Il n'était qu'un espoir parmi d'autres du fertile ski suisse. "Odi" s'est révélé aux Championnats du monde junior 2018 de Davos, en remportant cinq titres sur six possibles (descente, super-G, team event, combiné et géant), mieux que son compatriote Beat Feuz en 2007 (descente, super-G et combiné).

Son passage sur le circuit senior, réputé délicat dans toute carrière sportive, n'a été qu'une progression constante: encore 24e au général en 2018-2019 avec ses deux premiers podiums en géant. Il finit 17e en 2019-2020 avec une première victoire au super-G de Beaver Creek.

Et le grand blond aux airs d'ado explose dès la saison suivante, avec une fin d'hiver si étourdissante qu'il revient sur les talons d'Alexis Pinturault dans la course au gros globe. Il échoue d'un souffle lors des finales de Lenzerheide.

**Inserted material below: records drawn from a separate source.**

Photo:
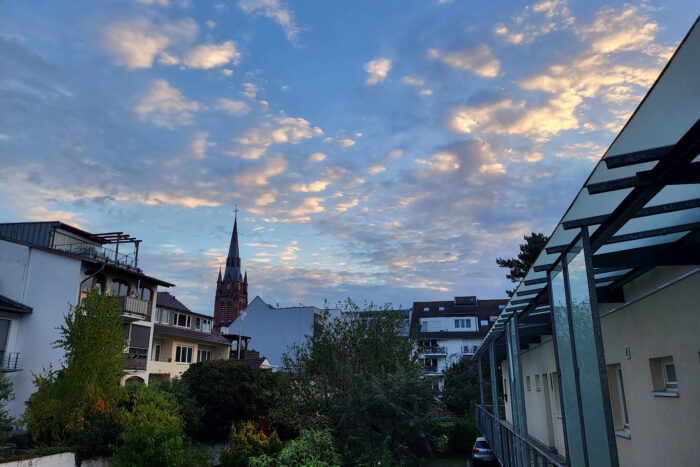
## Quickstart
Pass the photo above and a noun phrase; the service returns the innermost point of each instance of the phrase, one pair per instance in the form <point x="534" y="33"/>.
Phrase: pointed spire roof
<point x="233" y="262"/>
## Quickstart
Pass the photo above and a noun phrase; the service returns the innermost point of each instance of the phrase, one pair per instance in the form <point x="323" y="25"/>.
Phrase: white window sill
<point x="665" y="393"/>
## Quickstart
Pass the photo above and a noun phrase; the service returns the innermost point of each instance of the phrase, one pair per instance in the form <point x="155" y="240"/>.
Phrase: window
<point x="163" y="315"/>
<point x="663" y="377"/>
<point x="183" y="354"/>
<point x="204" y="355"/>
<point x="182" y="320"/>
<point x="120" y="289"/>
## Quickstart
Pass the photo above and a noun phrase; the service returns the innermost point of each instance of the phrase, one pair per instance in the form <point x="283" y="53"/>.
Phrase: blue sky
<point x="382" y="150"/>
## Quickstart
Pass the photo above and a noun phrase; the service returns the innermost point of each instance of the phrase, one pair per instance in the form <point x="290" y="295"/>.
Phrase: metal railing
<point x="135" y="361"/>
<point x="10" y="361"/>
<point x="100" y="253"/>
<point x="437" y="350"/>
<point x="136" y="306"/>
<point x="511" y="448"/>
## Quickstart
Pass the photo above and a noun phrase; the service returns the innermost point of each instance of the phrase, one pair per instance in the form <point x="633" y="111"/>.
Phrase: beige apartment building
<point x="596" y="357"/>
<point x="182" y="337"/>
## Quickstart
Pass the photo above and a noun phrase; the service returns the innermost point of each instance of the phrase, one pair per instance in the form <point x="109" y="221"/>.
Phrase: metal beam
<point x="648" y="211"/>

Une progression fulgurante en 2020-2021


Avec les attentes viennent les premières déceptions. À commencer par les Championnats du monde de Cortina d'Ampezzo début 2021, où le prodige signe une encourageante quatrième place en descente mais repart sans médaille et sort dès la première manche du géant.

L'épilogue de la Coupe du monde l'a aussi confronté à la cruauté de ce sport d'extérieur, avec l'annulation pour cause de météo défavorable de la descente puis du super-G de Lenzerheide - deux chances majeures de détrôner Pinturault.
 
PODIUM OVERMATT
Marco Odermatt brandit sa médaille d'or du slalom géant ce 12 février. Le Slovène Zan Kranjec et le Français Mathieu Faivre complètent le podium.
AP /Luca Bruno


"La première étape, c'était simplement de savoir que je pouvais rivaliser avec les meilleurs dans mes trois disciplines" pour en tirer "de la confiance", relativisait-il auprès de l'AFP en octobre, assurant avoir vite surmonté l'épreuve.

Il y a eu aussi ses débuts olympiques manqués à Pékin, avec une septième place en descente puis une sortie de piste en super-G. Trop de pression ? "Non, je suis assez relax", assurait-il samedi en visioconférence, casquette en arrière et mine espiègle.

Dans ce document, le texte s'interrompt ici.